Upon examining the ROC curve, it appears that for the EDM, Latin, Pop, and Rock classes, the curve touches the left corner, indicating that the model is achieving high specificity for these classes. This suggests that the model is doing a good job of distinguishing these genres from the others, but it may be sacrificing sensitivity in the process, potentially leading to missed positive cases.
Conversely, the ROC curve for the Rap and R&B classes follows the center linear line, suggesting that the model is performing no better than random guessing for these classes. There could be several reasons for this. One possible reason could be inherent difficulty in predicting these genres. It’s also possible that the similarities between the Rap and R&B genres could be contributing to the lower performance of the random forest model for those classes.
After fitting and analyzing four distinct models, it was observed that the random forest model exhibited the most promising results in predicting the genre of a song, while the quadratic discriminant analysis model demonstrated the poorest performance. The superiority of the random forest algorithm over the quadratic discriminant analysis algorithm in multi-class classification problems may be attributed to several factors, including the ability of random forest models to model non-linear relationships, handle missing values, identify feature importance, and prevent overfitting.
Although the random forest model performed well in predicting certain genres, such as pop, latin, edm, and rock, it struggled to accurately predict rap and R&B genres. This limitation may be attributed to various factors, including the subtle differences in audio features between these genres and the choice of classification algorithm and audio features. Therefore, further experimentation with different models and features may be necessary to enhance the model’s predictive power for these genres.
To address the poor predictive performance for rap and R&B genres, it may be beneficial to merge these two genres into a single category, which could increase sample size and reduce classification complexity. However, this approach should be considered with caution, as it may lead to information loss and potential biases.
Future work will involve exploring the reasons behind the model’s poor performance in predicting rap and R&B genres. This investigation will involve examining the similarities and differences in the respective audio features of these genres. Additionally, expanding the range of genres analyzed may offer further insights into the model’s ability to distinguish between different music genres and its limitations.

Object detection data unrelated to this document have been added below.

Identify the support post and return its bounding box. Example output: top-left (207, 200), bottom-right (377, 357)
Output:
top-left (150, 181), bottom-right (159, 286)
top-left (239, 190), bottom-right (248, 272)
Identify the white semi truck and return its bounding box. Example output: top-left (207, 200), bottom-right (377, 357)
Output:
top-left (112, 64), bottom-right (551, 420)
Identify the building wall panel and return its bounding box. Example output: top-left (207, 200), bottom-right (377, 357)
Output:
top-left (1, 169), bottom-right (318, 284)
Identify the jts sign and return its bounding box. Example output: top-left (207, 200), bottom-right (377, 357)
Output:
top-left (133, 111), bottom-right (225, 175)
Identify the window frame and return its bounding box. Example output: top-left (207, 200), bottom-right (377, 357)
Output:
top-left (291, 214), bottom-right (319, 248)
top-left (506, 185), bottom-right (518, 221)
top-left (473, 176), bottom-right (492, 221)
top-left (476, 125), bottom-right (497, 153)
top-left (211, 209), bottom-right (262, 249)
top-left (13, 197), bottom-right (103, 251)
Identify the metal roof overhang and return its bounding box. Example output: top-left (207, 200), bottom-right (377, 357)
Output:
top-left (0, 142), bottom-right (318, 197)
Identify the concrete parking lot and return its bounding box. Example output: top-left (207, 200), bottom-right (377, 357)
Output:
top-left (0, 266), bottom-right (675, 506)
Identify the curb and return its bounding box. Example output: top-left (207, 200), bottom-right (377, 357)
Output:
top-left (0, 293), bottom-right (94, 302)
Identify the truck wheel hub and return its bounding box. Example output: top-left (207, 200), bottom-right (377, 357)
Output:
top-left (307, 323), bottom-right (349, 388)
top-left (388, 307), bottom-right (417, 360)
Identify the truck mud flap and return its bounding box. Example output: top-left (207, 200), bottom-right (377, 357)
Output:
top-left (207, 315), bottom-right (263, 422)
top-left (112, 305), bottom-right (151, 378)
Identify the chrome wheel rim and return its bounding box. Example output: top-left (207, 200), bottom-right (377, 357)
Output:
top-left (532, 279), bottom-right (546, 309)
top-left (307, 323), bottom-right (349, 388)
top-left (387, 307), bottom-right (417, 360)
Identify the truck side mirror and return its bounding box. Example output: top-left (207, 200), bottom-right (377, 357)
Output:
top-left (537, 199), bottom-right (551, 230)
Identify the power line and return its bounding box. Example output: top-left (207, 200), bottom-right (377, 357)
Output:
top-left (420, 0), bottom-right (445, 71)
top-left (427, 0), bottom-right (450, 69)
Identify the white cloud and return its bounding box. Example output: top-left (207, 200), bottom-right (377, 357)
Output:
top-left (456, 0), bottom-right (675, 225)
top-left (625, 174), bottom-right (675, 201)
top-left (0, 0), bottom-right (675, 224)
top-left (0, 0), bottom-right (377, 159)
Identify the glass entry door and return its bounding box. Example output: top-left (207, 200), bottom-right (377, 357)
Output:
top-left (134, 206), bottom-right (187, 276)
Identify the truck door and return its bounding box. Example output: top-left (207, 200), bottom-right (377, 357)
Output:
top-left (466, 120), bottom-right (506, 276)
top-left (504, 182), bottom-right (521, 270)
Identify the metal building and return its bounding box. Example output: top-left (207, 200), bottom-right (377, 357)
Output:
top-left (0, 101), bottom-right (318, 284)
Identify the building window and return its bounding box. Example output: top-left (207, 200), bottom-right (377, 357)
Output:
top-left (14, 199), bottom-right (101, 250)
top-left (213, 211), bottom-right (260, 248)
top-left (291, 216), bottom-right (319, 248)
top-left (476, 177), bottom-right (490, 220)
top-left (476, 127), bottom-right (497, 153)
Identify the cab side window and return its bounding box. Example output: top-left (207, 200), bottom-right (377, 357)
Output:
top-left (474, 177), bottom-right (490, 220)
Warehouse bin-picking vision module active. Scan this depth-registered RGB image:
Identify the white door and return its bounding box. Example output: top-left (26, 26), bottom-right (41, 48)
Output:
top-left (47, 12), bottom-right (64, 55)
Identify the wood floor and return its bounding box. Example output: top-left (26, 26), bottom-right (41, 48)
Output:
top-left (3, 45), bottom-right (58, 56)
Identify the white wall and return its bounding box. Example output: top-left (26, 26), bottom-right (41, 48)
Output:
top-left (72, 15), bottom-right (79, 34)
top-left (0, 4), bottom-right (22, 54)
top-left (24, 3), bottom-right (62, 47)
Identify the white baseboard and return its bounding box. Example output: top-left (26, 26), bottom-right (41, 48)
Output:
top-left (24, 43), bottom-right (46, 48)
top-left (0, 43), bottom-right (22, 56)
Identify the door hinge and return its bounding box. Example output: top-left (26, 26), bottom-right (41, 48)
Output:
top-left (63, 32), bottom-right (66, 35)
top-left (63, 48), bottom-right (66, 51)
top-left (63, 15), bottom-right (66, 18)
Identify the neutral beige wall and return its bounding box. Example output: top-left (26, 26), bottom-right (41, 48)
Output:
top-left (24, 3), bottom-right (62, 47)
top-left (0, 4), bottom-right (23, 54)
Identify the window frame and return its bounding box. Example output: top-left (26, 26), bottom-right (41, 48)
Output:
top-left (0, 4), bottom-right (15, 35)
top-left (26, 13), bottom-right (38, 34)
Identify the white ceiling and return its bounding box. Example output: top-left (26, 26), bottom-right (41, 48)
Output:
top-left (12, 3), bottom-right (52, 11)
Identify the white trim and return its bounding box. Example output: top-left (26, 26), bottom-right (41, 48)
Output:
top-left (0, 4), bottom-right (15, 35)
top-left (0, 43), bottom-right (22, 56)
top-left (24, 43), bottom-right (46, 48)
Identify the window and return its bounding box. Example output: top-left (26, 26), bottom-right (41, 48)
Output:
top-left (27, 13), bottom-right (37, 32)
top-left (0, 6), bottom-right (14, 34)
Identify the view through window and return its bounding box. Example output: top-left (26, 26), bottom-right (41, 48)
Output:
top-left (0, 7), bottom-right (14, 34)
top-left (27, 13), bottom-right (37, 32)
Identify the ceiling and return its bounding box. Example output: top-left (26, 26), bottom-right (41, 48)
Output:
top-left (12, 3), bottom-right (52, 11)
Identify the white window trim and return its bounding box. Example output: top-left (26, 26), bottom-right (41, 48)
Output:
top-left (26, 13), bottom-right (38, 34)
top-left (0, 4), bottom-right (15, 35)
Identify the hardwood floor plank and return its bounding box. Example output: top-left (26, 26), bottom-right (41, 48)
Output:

In conclusion, this project has provided an opportunity to develop machine learning and data analysis skills while investigating the relationship between music and machine learning. While the random forest model may not have achieved perfect accuracy, the study findings have demonstrated the potential of machine learning algorithms to predict song genres based on audio features. This study has provided new insights for music producers, record labels, and music enthusiasts in identifying key audio features that define and distinguish various music genres.